There’s a bottle from Les Vignerons Parisiens, Paris’ first urban winery. Next to it stands a sunny-hued bottle from Tarongino, an orange wine that isn’t the trendy skin-contact white wine but is in fact wine made from Valencia oranges.

Wine aged in clay vessels.

Or try amphora-aged wines like Chateau Kefraya Collection Amphora 2018. The practice of ageing wine in clay vessels dates back 6,000 years and is experiencing a renaissance, which Club Street Wine Room pays tribute to by decanting them into customised mini amphorae.

But the most out-of-left-field bottles are the ones that look like they were fished out of a shipwreck. Sea Soul No.4, a syrah, was made and bottled above ground, before being submerged in a steel cage off Spain’s north coast to age for 15 months — decide for yourself whether it beats its landlubber counterparts.

Delightful Bites

Plates at Club Street Wine Room are prepared with a gourmet edge.

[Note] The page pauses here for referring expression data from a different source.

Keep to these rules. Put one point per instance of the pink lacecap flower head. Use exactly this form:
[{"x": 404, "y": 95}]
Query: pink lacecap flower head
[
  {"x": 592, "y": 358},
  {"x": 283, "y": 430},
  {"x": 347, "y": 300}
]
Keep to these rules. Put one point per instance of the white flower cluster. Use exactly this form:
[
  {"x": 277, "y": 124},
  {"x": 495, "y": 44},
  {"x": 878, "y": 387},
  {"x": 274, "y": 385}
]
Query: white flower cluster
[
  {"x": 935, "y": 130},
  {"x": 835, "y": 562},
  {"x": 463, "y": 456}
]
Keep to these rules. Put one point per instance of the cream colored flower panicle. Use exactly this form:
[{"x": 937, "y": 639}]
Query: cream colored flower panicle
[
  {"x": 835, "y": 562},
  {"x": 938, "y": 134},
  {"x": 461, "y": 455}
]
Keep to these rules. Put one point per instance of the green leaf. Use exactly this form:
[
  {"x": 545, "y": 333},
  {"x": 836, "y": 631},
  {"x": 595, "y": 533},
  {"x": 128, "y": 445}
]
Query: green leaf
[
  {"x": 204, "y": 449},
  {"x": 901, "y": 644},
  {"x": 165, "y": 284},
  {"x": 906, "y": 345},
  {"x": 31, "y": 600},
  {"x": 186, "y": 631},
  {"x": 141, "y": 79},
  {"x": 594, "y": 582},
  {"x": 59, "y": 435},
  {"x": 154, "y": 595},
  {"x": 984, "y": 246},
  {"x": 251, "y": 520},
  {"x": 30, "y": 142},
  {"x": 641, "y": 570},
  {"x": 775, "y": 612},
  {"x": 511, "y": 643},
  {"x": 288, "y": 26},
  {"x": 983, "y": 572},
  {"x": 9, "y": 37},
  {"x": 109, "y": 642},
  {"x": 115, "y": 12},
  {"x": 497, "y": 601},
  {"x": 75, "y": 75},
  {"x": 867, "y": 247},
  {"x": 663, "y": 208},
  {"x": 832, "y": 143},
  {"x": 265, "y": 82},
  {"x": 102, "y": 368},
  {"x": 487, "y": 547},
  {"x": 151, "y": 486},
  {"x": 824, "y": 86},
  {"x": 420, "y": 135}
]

While wine is the star, the food turned out by Butcher Boy alum Ho Jun Yip is confidently executed, offering some surprises of its own.

The unexpectedly gourmet addition of guinea fowl confit makes good use of the kitchen’s woodfire grill and is very satisfying to eat, simultaneously juicy, caramelised and charred on embers, with the leg made into an accompanying pithivier (round, domed pie).

These are some pretty elevated bar bites — a Hasselback potato (inspired by an iteration at Catfish) is crisp and creamy, served with a slurry of butter, truffle and roasted black garlic. Two petite triangles of prawn toastie are served, topped with beef tartare and an egg yolk-ponzu dip. The fries cooked in beef fat are simple in concept but belie the work behind them, each neat cuboid comprising lots of crisp, wafer-thin layers. Many of these bites come in convenient single-serve portions.

The cheese platter.

“People come in to hang out and drink wine and they’re like, wow the food’s really good, let’s just have dinner here,” says Walsh.

The Sunday Brunch Affair, meanwhile, plays up the theme of relaxed, wine-fuelled conviviality, says Walsh. The menu — starring British comfort fare like Toad-in-the-Hole and Roast Sirloin — is paired with free-flow Pétillant naturel, or natural sparkling wines.